April menyelipkan sebagian rambut di belakang telinga, tanpa menoleh lantas menjawab pertanyaan Nata.
“Apa urusanmu?”
“Bagaimana kamu bisa menjawab pertanyaan dengan pertanyaan? Baik, sekarang beritahu aku. Apa aku perlu menanyakannya kepada orang lain? Bukankah kamu sendiri yang lebih tahu tentang hidupmu? Apa aku bahkan tidak tidak boleh tahu apa yang terjadi dengan hidup sahabatkku?” serentetan kalimat itu lolos tanpa permisi dari mulut Nata. Cowok itu sedikit menekankan suara ketika menyebut kata sahabat. April termangu.
“Sahabat?” sahut April, tanpa mengubah fokus pandangannya.
“Tentu saja. Kamu ingat, aku pernah bilang padamu kalau kita ini teman kecil. Ya, dulu aku yang sering mengikutimu. Waktu itu kamu memang benar.” Nata menjawab ringan. Tapi, nada suaranya semakin melemah. Ia seperti tidak yakin dengan ucapannya sendiri.
Maaf April, aku bukan ingin membohongimu.
April mengangguk perlahan. Gadis itu tersenyum simpul. Kali ini ia terlihat lebih santai. April kemudian menautkan kedua tangannya lalu melakukan peregangan, tidak lupa menghirup oksigen sebanyak – banyaknya.

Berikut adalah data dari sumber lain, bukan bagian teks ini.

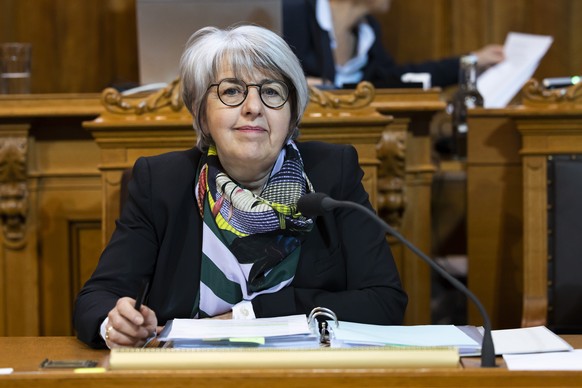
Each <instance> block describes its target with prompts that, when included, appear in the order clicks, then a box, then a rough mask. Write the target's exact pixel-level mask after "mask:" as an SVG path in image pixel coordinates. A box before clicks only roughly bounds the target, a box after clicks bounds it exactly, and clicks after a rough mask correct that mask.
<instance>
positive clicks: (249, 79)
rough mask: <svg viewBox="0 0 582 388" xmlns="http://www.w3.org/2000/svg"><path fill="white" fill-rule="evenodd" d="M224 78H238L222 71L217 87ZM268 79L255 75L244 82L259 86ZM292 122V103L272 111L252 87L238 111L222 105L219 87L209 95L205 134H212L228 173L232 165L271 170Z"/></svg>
mask: <svg viewBox="0 0 582 388" xmlns="http://www.w3.org/2000/svg"><path fill="white" fill-rule="evenodd" d="M225 78H235V75H234V73H233V72H232V71H231V70H223V71H221V72H220V74H219V75H218V78H217V79H216V80H215V81H214V83H218V82H220V81H221V80H223V79H225ZM269 78H272V77H268V76H266V75H265V74H261V73H259V72H256V73H255V74H254V75H253V76H252V77H248V76H247V77H246V78H245V79H242V81H244V82H245V83H247V84H260V83H261V82H263V81H264V80H265V79H269ZM279 81H282V80H279ZM290 120H291V109H290V102H289V101H287V102H286V103H285V104H284V105H283V106H282V107H280V108H278V109H272V108H269V107H267V106H266V105H265V104H263V102H262V101H261V98H260V96H259V90H258V87H252V86H251V87H249V88H248V94H247V97H246V99H245V100H244V102H243V103H242V104H241V105H239V106H236V107H231V106H227V105H225V104H223V103H222V102H221V101H220V99H219V98H218V95H217V87H216V86H213V87H212V88H211V89H210V91H209V92H208V96H207V105H206V131H208V132H210V136H211V137H212V139H213V140H214V143H215V144H216V150H217V152H218V157H219V159H220V161H221V163H222V165H223V166H224V167H225V168H226V169H228V166H233V165H234V166H238V167H240V166H249V170H251V169H252V168H253V167H257V168H259V169H270V168H271V166H272V165H273V164H274V163H275V160H276V159H277V156H278V155H279V152H280V151H281V148H282V147H283V142H284V141H285V139H286V138H287V135H288V134H289V123H290ZM227 172H228V171H227Z"/></svg>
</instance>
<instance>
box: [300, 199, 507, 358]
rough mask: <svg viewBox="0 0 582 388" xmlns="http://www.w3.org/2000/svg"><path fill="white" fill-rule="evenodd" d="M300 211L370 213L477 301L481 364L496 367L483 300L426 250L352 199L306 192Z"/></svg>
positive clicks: (489, 326)
mask: <svg viewBox="0 0 582 388" xmlns="http://www.w3.org/2000/svg"><path fill="white" fill-rule="evenodd" d="M297 205H298V209H299V211H300V212H301V213H302V214H304V215H306V216H312V215H320V214H323V213H324V212H326V211H329V210H332V209H333V208H337V207H347V208H352V209H356V210H359V211H363V212H364V213H366V214H368V215H369V216H370V218H372V219H374V220H375V221H376V222H377V223H378V224H379V225H380V226H381V227H382V229H383V230H384V231H386V233H388V234H390V235H392V236H393V237H395V238H396V239H397V240H398V241H400V242H401V243H402V244H404V245H405V246H406V247H407V248H408V249H410V250H411V251H412V252H413V253H415V254H416V255H417V256H418V257H420V258H421V259H422V260H423V261H424V262H426V263H427V264H428V265H429V266H430V267H431V268H432V269H434V270H435V271H436V272H438V273H439V275H441V276H442V277H444V278H445V279H447V280H448V281H449V282H450V283H451V284H452V285H453V286H454V287H455V288H456V289H457V290H459V291H461V292H462V293H463V294H465V295H467V296H468V297H469V299H471V300H472V301H473V303H475V305H476V306H477V309H478V310H479V313H480V314H481V316H482V317H483V329H484V332H483V342H482V343H481V366H482V367H488V368H490V367H495V366H496V364H495V347H494V346H493V337H492V336H491V321H490V319H489V315H488V314H487V311H486V310H485V307H483V304H481V301H480V300H479V298H477V296H476V295H475V294H473V292H472V291H471V290H469V289H468V288H467V287H466V286H465V285H464V284H463V283H461V282H460V281H459V280H458V279H456V278H455V277H453V276H452V275H451V274H449V273H448V272H447V271H446V270H445V269H444V268H443V267H441V266H440V265H439V264H438V263H436V262H435V261H434V260H432V259H431V258H429V257H428V256H427V255H426V254H424V252H422V251H421V250H420V249H418V248H417V247H416V246H414V245H413V244H412V243H411V242H410V241H408V240H407V239H405V238H404V237H403V236H402V235H401V234H400V233H398V232H397V231H396V230H395V229H394V228H393V227H391V226H390V225H388V224H387V223H386V222H385V221H384V220H382V219H381V218H380V217H378V215H376V213H374V212H373V211H372V210H370V209H368V208H367V207H365V206H362V205H360V204H359V203H355V202H350V201H336V200H335V199H332V198H330V197H328V196H327V195H325V194H323V193H311V194H306V195H304V196H303V197H301V199H299V202H298V203H297Z"/></svg>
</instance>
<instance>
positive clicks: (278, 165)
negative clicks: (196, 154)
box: [193, 141, 313, 318]
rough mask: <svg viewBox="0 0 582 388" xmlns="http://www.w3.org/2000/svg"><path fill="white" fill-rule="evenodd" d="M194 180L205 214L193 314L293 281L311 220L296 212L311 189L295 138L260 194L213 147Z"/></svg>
mask: <svg viewBox="0 0 582 388" xmlns="http://www.w3.org/2000/svg"><path fill="white" fill-rule="evenodd" d="M202 164H203V165H202V167H201V169H200V173H199V175H198V179H197V183H196V200H197V202H198V208H199V209H200V214H201V216H202V219H203V224H204V229H203V232H202V236H203V238H202V266H201V274H200V294H199V298H198V303H197V306H196V307H195V311H194V313H193V316H196V317H199V318H204V317H212V316H215V315H219V314H222V313H225V312H227V311H230V310H231V308H232V306H233V305H235V304H237V303H238V302H240V301H242V300H251V299H253V298H254V297H255V296H257V295H260V294H264V293H273V292H276V291H278V290H280V289H282V288H284V287H285V286H287V285H288V284H290V283H291V281H293V278H294V276H295V271H296V269H297V262H298V260H299V254H300V251H301V241H302V239H303V236H304V235H305V234H306V233H307V232H309V231H310V230H311V229H312V227H313V220H311V219H309V218H305V217H303V216H302V215H301V214H300V213H298V212H297V201H298V199H299V198H300V197H301V196H302V195H303V194H305V193H308V192H312V191H313V188H312V186H311V182H309V179H308V178H307V176H306V175H305V172H304V170H303V161H302V160H301V156H300V154H299V151H298V150H297V147H296V146H295V143H293V141H289V142H288V143H287V144H286V145H285V147H283V149H282V150H281V152H280V154H279V157H278V159H277V161H276V162H275V166H274V168H273V171H272V172H271V176H270V178H269V180H268V182H267V184H266V186H265V188H264V189H263V192H262V193H261V195H260V196H259V195H255V194H253V193H252V192H251V191H250V190H248V189H245V188H243V187H241V186H240V185H239V184H238V183H237V182H235V181H234V180H232V179H231V178H230V177H229V176H228V175H227V174H226V173H225V172H224V171H223V168H222V166H221V164H220V161H219V159H218V155H217V153H216V148H215V147H214V146H211V147H210V148H209V150H208V153H207V155H206V160H205V161H203V162H202Z"/></svg>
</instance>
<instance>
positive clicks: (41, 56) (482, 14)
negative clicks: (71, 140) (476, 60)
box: [0, 0, 582, 93]
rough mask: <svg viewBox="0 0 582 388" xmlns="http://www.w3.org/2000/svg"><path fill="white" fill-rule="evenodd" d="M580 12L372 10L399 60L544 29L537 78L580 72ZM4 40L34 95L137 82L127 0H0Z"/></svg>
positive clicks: (454, 53) (136, 35) (128, 7)
mask: <svg viewBox="0 0 582 388" xmlns="http://www.w3.org/2000/svg"><path fill="white" fill-rule="evenodd" d="M581 15H582V3H581V2H580V1H577V0H553V1H547V0H431V1H427V0H392V7H391V10H390V11H389V12H388V13H385V14H382V15H377V16H378V18H379V19H380V21H381V24H382V28H383V36H382V40H383V42H384V45H385V46H386V47H387V48H388V50H389V51H390V52H391V53H392V54H393V55H394V58H396V61H397V62H400V63H404V62H418V61H421V60H427V59H437V58H442V57H445V56H450V55H460V54H462V53H464V52H467V51H470V50H476V49H478V48H479V47H481V46H483V45H485V44H487V43H503V41H504V40H505V36H506V35H507V33H508V32H509V31H517V32H527V33H536V34H547V35H552V36H554V38H555V41H554V44H553V45H552V47H551V48H550V51H549V52H548V54H547V55H546V57H545V58H544V59H543V60H542V62H541V64H540V67H539V70H538V71H537V72H536V78H538V79H542V78H544V77H553V76H562V75H570V74H577V73H579V72H580V69H581V68H582V40H581V39H579V37H580V36H581V34H582V25H581V24H580V23H579V20H580V16H581ZM7 41H28V42H31V43H32V45H33V60H32V74H33V75H32V91H33V92H34V93H61V92H63V93H73V92H85V93H87V92H99V91H101V90H102V89H103V88H104V87H105V86H107V85H110V84H113V83H116V84H125V83H127V82H130V83H132V82H133V83H135V82H138V81H139V72H138V55H137V29H136V18H135V0H83V1H79V0H0V42H7ZM64 75H66V76H64Z"/></svg>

“Ya, hidupku mungkin tidak terlalu baik. Ah, jangan bahas itu lagi. Kurasa aku perlu oksigen lebih banyak. Selama ini kurasa aku kurang menikmatinya.” April kemudian memeluk kedua lututnya, sementara tanpa mereka sadari titik – titik air mulai jatuh lagi dari langit. Hujan yang keberapa kalinya dalam seharian ini.
“Aku tahu. Kamu harus banyak istirahat. Jangan lupa untuk terus berhati – hati. Kamu tahu, apa yang terlihat baik belum tentu baik.” Nata kemudian mengikuti gerakan April.

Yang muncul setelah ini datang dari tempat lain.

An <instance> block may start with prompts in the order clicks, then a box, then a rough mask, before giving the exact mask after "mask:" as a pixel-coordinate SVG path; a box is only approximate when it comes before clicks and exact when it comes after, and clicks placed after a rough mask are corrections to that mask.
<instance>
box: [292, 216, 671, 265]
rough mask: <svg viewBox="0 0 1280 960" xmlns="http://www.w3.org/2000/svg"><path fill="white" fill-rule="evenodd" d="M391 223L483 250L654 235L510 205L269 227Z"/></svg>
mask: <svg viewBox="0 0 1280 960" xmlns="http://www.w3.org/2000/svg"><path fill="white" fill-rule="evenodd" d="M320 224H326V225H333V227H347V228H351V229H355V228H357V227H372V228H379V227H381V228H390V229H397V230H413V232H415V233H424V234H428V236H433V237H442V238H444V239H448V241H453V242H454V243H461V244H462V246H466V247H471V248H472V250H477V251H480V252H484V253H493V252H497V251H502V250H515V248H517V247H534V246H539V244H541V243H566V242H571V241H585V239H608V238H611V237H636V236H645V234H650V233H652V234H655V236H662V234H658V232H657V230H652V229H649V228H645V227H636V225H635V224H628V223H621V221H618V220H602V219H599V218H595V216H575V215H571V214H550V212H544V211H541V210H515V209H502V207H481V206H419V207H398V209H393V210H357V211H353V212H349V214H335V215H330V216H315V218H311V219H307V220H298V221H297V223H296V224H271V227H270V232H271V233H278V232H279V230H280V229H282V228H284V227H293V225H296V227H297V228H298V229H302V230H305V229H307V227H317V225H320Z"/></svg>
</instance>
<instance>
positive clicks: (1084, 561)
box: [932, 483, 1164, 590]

“Itu pepatah lama.” ledek April yang kemudian mengecek handphone yang sejak tadi digeletakkan begitu saja. Tidak ada notifikasi apapun. Aman.

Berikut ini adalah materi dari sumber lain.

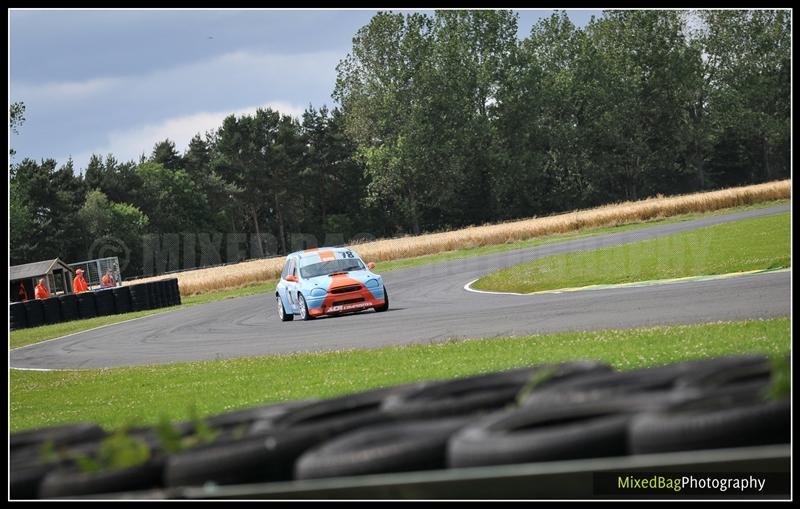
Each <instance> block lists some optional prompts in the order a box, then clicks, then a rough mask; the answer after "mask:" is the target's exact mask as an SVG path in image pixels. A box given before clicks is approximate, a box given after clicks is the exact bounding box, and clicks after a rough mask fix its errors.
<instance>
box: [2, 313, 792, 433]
mask: <svg viewBox="0 0 800 509" xmlns="http://www.w3.org/2000/svg"><path fill="white" fill-rule="evenodd" d="M789 329H790V322H789V319H788V318H779V319H771V320H753V321H744V322H727V323H712V324H702V325H684V326H670V327H655V328H644V329H629V330H608V331H598V332H571V333H560V334H549V335H541V336H527V337H519V338H489V339H479V340H467V341H449V342H445V343H441V344H434V345H409V346H400V347H390V348H381V349H375V350H355V351H344V352H330V353H305V354H293V355H283V356H270V357H254V358H242V359H232V360H221V361H207V362H194V363H184V364H171V365H164V366H146V367H131V368H115V369H97V370H83V371H81V370H72V371H53V372H38V371H19V370H10V393H11V402H10V411H11V414H10V423H11V430H13V431H18V430H22V429H27V428H37V427H42V426H49V425H55V424H60V423H68V422H78V421H89V422H96V423H99V424H101V425H102V426H104V427H106V428H109V429H111V428H115V427H119V426H122V425H126V424H128V425H140V424H154V423H156V422H157V421H158V419H159V417H160V416H161V415H165V416H167V417H169V418H171V419H174V420H184V419H187V418H189V415H190V409H191V407H192V406H196V409H197V411H198V414H199V415H201V416H202V415H213V414H218V413H222V412H226V411H229V410H233V409H235V408H240V407H247V406H253V405H258V404H265V403H269V402H279V401H290V400H298V399H305V398H310V397H315V398H328V397H333V396H337V395H341V394H348V393H353V392H358V391H362V390H366V389H369V388H374V387H382V386H391V385H396V384H401V383H404V382H411V381H418V380H432V379H446V378H455V377H462V376H467V375H473V374H477V373H484V372H492V371H498V370H503V369H508V368H513V367H519V366H525V365H533V364H539V363H543V362H557V361H568V360H576V359H594V360H601V361H605V362H608V363H609V364H611V365H612V366H614V367H615V368H616V369H619V370H625V369H632V368H640V367H647V366H655V365H660V364H666V363H669V362H675V361H680V360H686V359H696V358H706V357H714V356H720V355H725V354H732V353H743V352H761V353H765V354H768V355H776V356H778V355H780V356H782V355H786V354H788V353H789V351H790V347H791V340H790V331H789Z"/></svg>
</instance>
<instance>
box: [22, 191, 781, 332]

“Hei, aku serius. Hindari berhubungan dengan laki – laki. Mereka tidak cukup baik untukmu.” tanpa disadari suara Nata mulai meninggi.
April mengernyitkan dahinya, sambil masih berfokus pada handphone, ia menjawab Nata tidak kalah emosinya,
“Lalu bagaimana dengan kamu? Apa kamu juga cukup baik?” mendengar ucapan April, Nata bingung. Apa yang harus dikatakannya?
“Maksudku bukan seperti itu, tapi.. April kumohon lakukan saja apa yang aku bilang. Aku tidak bisa menjelaskannya karena jika itu terjadi maka kamu akan,”
“Aku akan baik – baik saja.” April memotong perkataan Nata, gadis itu mengibaskan tangannya ke arah Nata yang duduk di sampingnya. Cukup.
“Ayo turun. Sebelum hujan turun lebih deras lagi.” April menarik tangan Nata. Ia akan turun duluan dan meminta Nata untuk memegangi tangganya. Nata tersenyum kecil.
Gadis ini, aku tahu dia tidak bisa benar – benar marah.
April turun dengan hati – hati. Ia sangat fokus dengan setiap langkahnya tanpa sadar Nata terus memandanginya.
April, hati – hati, sebelum semuanya terlambat, jauhi dia, kumohon..
Waktu, cepatlah berlalu, aku ingin gadis ini benar – benar menjadi bagian dariku, bagian dari kehidupan kami.